The UK has a handful of foundations operating in this way, willing to make impact investments from their endowments, such as the Panahpur Foundation. But the uptake of social investment in the foundation space is gradual. In reality, “there is more being talked about than there is being done,” said Lomax.
In the US 100% impact investment is one trend that is emerging in an innovative corner of philanthropy, pioneered by Charly and Lisa Kleissner, founders of the KL Felicitas Foundation. The KL Felicitas Foundation is investing 100% of its assets for varying degrees of social and environmental return.
In 2000 Charly and Lisa Kleissner put $10 million into the KL Felicitas Foundation. From the outset they made a commitment to invest 100% of this endowment in line with the values and purpose of the foundation, which is to support early-stage social enterprises to develop and grow sustainably.
The foundation has constructed its portfolio to seek a social or environmental and financial return across all of its asset classes—cash, bonds, equity, hedge funds and real assets.

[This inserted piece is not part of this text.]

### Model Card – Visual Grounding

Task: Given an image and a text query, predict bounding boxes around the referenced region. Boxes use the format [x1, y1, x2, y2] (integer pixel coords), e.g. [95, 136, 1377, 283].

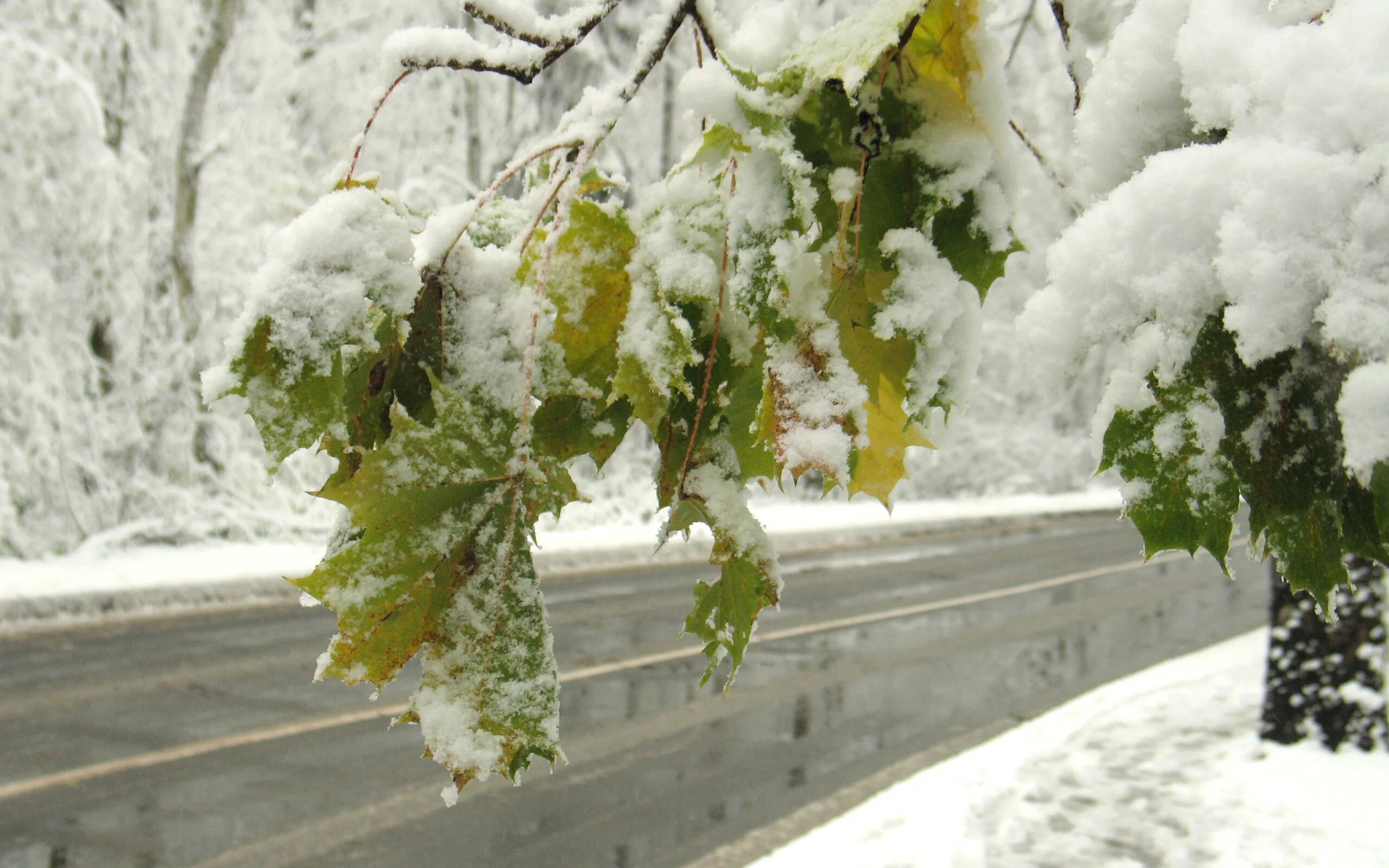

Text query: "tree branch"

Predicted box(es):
[400, 0, 622, 85]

To date 40 family offices in the US, with combined assets of $3.5 billion have committed to this approach as members of the 100% impact network set up by the Kleissners.
Paula Jancso Fabiani, president of Brazil's Institute for the Development of Social Investment has described the initiative as an innovation "with the potential to transform how foundations are dealing with their investments, dramatically increasing the potential of creating social impact from money that is currently invested in financial markets.”
"The decision taken by individuals or companies to allocate some of their resources to improve the welfare of others, or the environment in which we live, is a major element of a civilised society," said Dan Corry, chief executive of NPC, in the foreword to the report. But faced with urgent need, innovative philanthropy is what matters now. "It has never been so important to put limited resources to best use," he said.